Manifesto Antikorupsi ICW Bagi Pasangan Capres-Cawapres

Indonesia Corruption Watch menyatakan Manifesto Antikorupsi sebagai tuntutan bagi kedua pasangan calon presiden dan wakil presiden. Harapannya, siapapun yang terpilih, mampu menjalankan mandat pemberantasan korupsi.

ICW memetakan masalah korupsi politik, penegakan hukum, keterbukaan informasi dan keuangan negara, pelayanan publik, dan pendapatan negara dari sektor pajak dan sumber daya alam. Kelima masalah di atas dibahas secara rinci oleh masing-masing Koordinator Divisi di ICW yang membawahi lima divisi, yaitu: Korupsi Politik, Hukum dan Monitoring Peradilan, Investigasi, Monitoring Pelayanan Publik, serta Monitoring dan Analisis Anggaran.

Berantas korupsi politik

Koordinator Divisi Korupsi Politik Abdullah Dahlan berharap pemerintahan selanjutnya harus mampu menuntaskan korupsi politik yang salah satunya disebabkan kondisi partai politik yang tidak sehat. Pemerintah ke depan harus mampu mengatur partai politik dengan lebih ketat, terutama soal pendanaan partai.

“Banyak korupsi bermula dari kader atau struktur partai untuk menjaga eksistensi partai politik,” ujar Abdullah dalam konferensi pers di Jakarta, Senin (9/6) lalu.

Abdullah juga menyoroti mekanisme pemilu berbiaya tinggi yang menghasilkan politik uang. Menurut dia, ketentuan pemilihan umum harus diperbaiki menghasilkan pemilu berintegritas, apalagi pada 2019 nanti, pemilu legislatif dan pemilu presiden akan digelar berbarengan.

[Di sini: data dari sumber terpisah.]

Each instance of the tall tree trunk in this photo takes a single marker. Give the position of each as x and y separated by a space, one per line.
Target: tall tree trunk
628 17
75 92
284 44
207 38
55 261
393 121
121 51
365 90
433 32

Pemerintah yang baru juga harus mampu meredam konflik kepentingan dalam menyandang jabatan publik. Rezim baru harus berani memisahkan kekuasaan presiden sebagai kepala negara dan kepala pemerintah, dengan tidak merangkap jabatan di partai politik maupun bisnis, dan untuk tidak “berkelindan pada relasi politik-bisnis yang tidak sehat”.

Dewan Perwakilan Rakyat juga harus dibenahi. Pemerintah harus mulai mengusulkan revisi Undang-Undang Majelis Permusyawaratan Rakyat, Dewan Perwakilan Rakyat, Dewan Perwakilan Daerah, dan Dewan Perwakilan Rakyat Daerah, yang dinilai turut menyebabkan korupsi politik. Pemerintah ke depan harus memutar otak untuk menutup celah politik transaksional di DPR, sebab wewenang legislasi, anggaran, dan pengawasan DPR selama ini membuka ruang berbuat lancung.

Penegakan hukum

Koordinator Divisi Hukum dan Monitoring Peradilan Emerson Yuntho meminta presiden dan wakil presiden terpilih untuk mendorong perbaikan dan penambahan peraturan antikorupsi, seperti Revisi UU Tindak Pidana Korupsi, Perampasan Aset, serta Perlindungan Saksi dan Korban.

Emerson menilai rancangan undang-undang bidang hukum yang memang menjadi prioritas di Program Legislasi Nasional (Prolegnas), yaitu Rancangan Undang-Undang Kitab Undang-Undang Hukum Acara Pidana (KUHAP) dan Kitab Undang-Undang Hukum Pidana (KUHP), harus dipastikan untuk  tidak menghambat kinerja Komisi Pemberantasan Korupsi dan mendorong penegakan hukum.

“Bukan komitmen pemberantasan KPK, tapi komitmen pemberantasan korupsi,” ujar Emerson.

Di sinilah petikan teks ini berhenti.